The studies above suggest clickstream data can provide objective and timely measures of SRL, such as time management skills, that can be easily scaled up for large student populations. These clickstream measures can be used to examine the relationships between SRL behaviors and performance, which may provide additional and novel information on the role of SRL in online learning beyond existing findings based on self-reported data. Moreover, unlike self-reported measures that are usually collected at only one or limited time points, these measures can be used to investigate how student SRL behaviors unfold over time and to explore how personal and environmental factors influence SRL behaviors. Finally, the nuanced information on individual learning processes that clickstream data can uncover is useful in understanding how and why an SRL intervention influences student learning outcomes. Indeed, scholars (e.g., Damgaard and Nielsen, 2018) have recently argued that examining the mechanisms that various behavioral interventions affect is “crucial,” as interventions can have unintended negative consequences if the likely affected behavioral pathways are not well understood (Damgaard and Nielsen, 2018, p. 313).

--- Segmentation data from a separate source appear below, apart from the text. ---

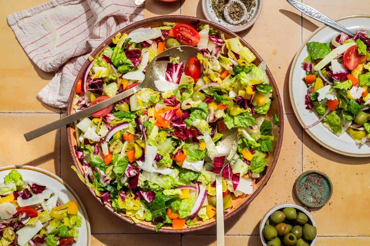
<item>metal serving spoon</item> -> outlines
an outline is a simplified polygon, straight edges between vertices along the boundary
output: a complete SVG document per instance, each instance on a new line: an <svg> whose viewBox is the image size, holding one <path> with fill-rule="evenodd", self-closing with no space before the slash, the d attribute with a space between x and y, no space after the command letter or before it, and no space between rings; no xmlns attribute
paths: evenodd
<svg viewBox="0 0 370 246"><path fill-rule="evenodd" d="M226 156L225 163L222 169L232 160L236 153L238 149L238 129L233 128L231 130L222 132L222 137L219 144L216 146L218 153L216 156ZM213 160L207 156L205 158L206 162L213 166ZM223 204L222 200L222 170L216 176L216 214L217 230L217 246L225 245L225 231L223 228Z"/></svg>
<svg viewBox="0 0 370 246"><path fill-rule="evenodd" d="M294 0L286 0L286 1L293 7L307 16L309 16L311 18L324 23L326 25L340 32L344 32L350 36L354 35L354 33L346 27L317 11L314 8Z"/></svg>
<svg viewBox="0 0 370 246"><path fill-rule="evenodd" d="M32 140L49 132L89 115L129 97L145 87L149 87L160 91L165 91L166 90L158 88L157 86L158 85L157 84L156 85L154 81L165 80L165 77L166 68L168 61L157 61L157 60L159 58L168 55L170 57L179 57L180 58L180 61L185 64L186 64L188 60L190 58L196 57L199 51L197 48L194 47L187 45L178 46L166 49L156 56L149 63L145 73L145 78L141 83L135 87L111 97L109 99L26 133L24 134L26 140L27 141Z"/></svg>

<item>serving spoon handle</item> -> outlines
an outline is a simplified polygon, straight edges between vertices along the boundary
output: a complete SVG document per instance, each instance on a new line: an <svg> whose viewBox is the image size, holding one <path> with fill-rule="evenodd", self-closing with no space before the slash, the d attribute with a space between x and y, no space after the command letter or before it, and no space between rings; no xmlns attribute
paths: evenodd
<svg viewBox="0 0 370 246"><path fill-rule="evenodd" d="M309 16L340 32L344 32L350 36L354 35L354 33L346 27L312 7L294 0L286 0L286 1L293 7L307 16Z"/></svg>
<svg viewBox="0 0 370 246"><path fill-rule="evenodd" d="M89 115L91 114L103 109L104 108L126 98L127 97L129 97L135 92L139 91L145 87L145 84L144 84L144 83L139 84L134 87L121 92L114 97L112 97L108 99L97 103L93 106L89 107L87 108L50 123L27 133L25 133L24 134L24 138L27 141L32 140L49 132L60 128L63 126L75 121L81 118Z"/></svg>

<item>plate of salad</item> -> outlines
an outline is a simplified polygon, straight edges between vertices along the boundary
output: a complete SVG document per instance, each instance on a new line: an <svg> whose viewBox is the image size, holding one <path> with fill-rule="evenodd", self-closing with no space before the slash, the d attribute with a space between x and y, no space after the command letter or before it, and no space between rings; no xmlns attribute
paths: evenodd
<svg viewBox="0 0 370 246"><path fill-rule="evenodd" d="M159 55L184 45L199 50L186 63ZM230 31L195 17L161 17L120 30L92 53L68 114L136 86L152 61L166 65L155 82L164 92L144 88L68 127L72 167L100 202L129 223L172 233L212 226L215 175L226 158L225 219L272 173L283 124L277 88L260 57ZM223 132L234 128L237 154L218 156Z"/></svg>
<svg viewBox="0 0 370 246"><path fill-rule="evenodd" d="M0 218L4 246L90 245L87 214L75 193L37 167L0 168Z"/></svg>
<svg viewBox="0 0 370 246"><path fill-rule="evenodd" d="M338 21L351 37L316 30L295 58L292 105L302 127L324 147L346 155L370 156L370 16Z"/></svg>

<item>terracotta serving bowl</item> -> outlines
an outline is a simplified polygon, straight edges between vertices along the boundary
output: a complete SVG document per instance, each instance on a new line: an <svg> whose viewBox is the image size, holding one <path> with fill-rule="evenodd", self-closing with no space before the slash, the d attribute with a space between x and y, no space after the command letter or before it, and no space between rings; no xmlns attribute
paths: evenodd
<svg viewBox="0 0 370 246"><path fill-rule="evenodd" d="M195 17L184 15L164 16L147 19L128 25L120 30L119 31L121 33L124 32L128 33L134 29L140 27L155 27L156 26L160 26L162 24L164 21L172 22L175 21L178 23L187 23L188 24L189 24L190 22L192 22L200 21L201 24L209 24L212 27L223 32L225 34L225 37L226 38L230 38L236 37L237 36L236 34L228 29L227 29L217 24ZM117 33L118 32L117 32ZM102 47L107 45L110 45L112 44L112 38L114 37L117 33L115 33L103 42L94 51L91 55L91 56L93 57L95 57ZM255 62L256 65L258 65L260 62L263 60L262 58L261 58L261 57L259 56L254 49L251 47L248 43L241 38L240 38L240 41L243 45L248 47L256 55L257 59ZM69 101L67 109L67 115L69 115L74 112L74 111L72 111L71 108L73 98L75 95L76 86L78 80L82 77L83 71L88 66L88 63L89 62L88 60L85 63L84 66L83 66L82 68L81 69L81 70L77 75L77 77L76 78L70 96ZM276 164L278 159L279 157L279 153L280 152L280 149L281 147L282 142L283 140L283 132L284 126L283 107L282 105L280 95L279 94L279 91L278 89L278 86L275 82L275 80L272 77L271 72L270 72L270 70L267 67L266 72L270 80L270 83L273 87L274 89L272 96L273 98L271 104L271 108L268 114L266 115L266 117L268 117L270 119L272 119L274 114L276 113L278 115L279 119L280 120L280 127L275 127L273 128L273 134L274 136L273 147L275 150L273 153L272 153L272 154L270 155L269 157L268 160L268 166L267 168L267 172L265 175L259 180L256 183L254 184L253 193L250 195L248 195L245 197L244 195L241 196L239 198L236 197L233 195L232 208L230 211L225 215L225 219L228 219L241 211L243 208L249 204L257 195L258 194L258 193L260 193L261 190L262 190L263 187L266 185L266 183L271 176L274 168ZM73 163L78 171L81 174L83 174L81 164L76 156L74 149L73 147L74 146L76 145L77 141L75 134L74 127L73 124L71 124L70 125L67 126L67 135L70 152L72 156ZM97 197L95 195L94 191L92 189L89 188L87 186L86 188L89 190L90 193L91 193L91 195L102 205L104 205L105 208L116 216L121 219L122 220L130 224L134 224L136 226L141 228L143 228L151 231L154 231L155 226L152 225L151 222L143 221L139 223L135 224L131 219L125 216L124 214L114 212L109 204L103 205L100 198ZM164 226L159 230L159 231L161 232L166 233L179 233L198 231L215 225L216 224L216 220L214 217L200 224L199 225L193 226L190 227L184 228L182 230L174 229L172 227L169 226Z"/></svg>

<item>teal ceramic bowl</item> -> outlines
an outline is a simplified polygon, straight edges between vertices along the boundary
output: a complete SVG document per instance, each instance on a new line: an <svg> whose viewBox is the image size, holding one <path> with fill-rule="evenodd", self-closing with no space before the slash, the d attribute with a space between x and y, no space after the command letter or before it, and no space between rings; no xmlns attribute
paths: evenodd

In the following sections of this paper, we provide researchers, instructors, and administrators with examples of these promising avenues of research—defining and identifying behavioral patterns that are related to student learning outcomes, suggesting behavioral changes to students for greater success, and providing insights regarding the mechanisms by which education interventions affect student outcomes. In discussing this growing field of research, we specifically highlight the ways in which decontextualized, noisy, and sparse clickstream data can provide only partial answers to many questions by focusing on the specific strategies and cautions necessary for working with these data.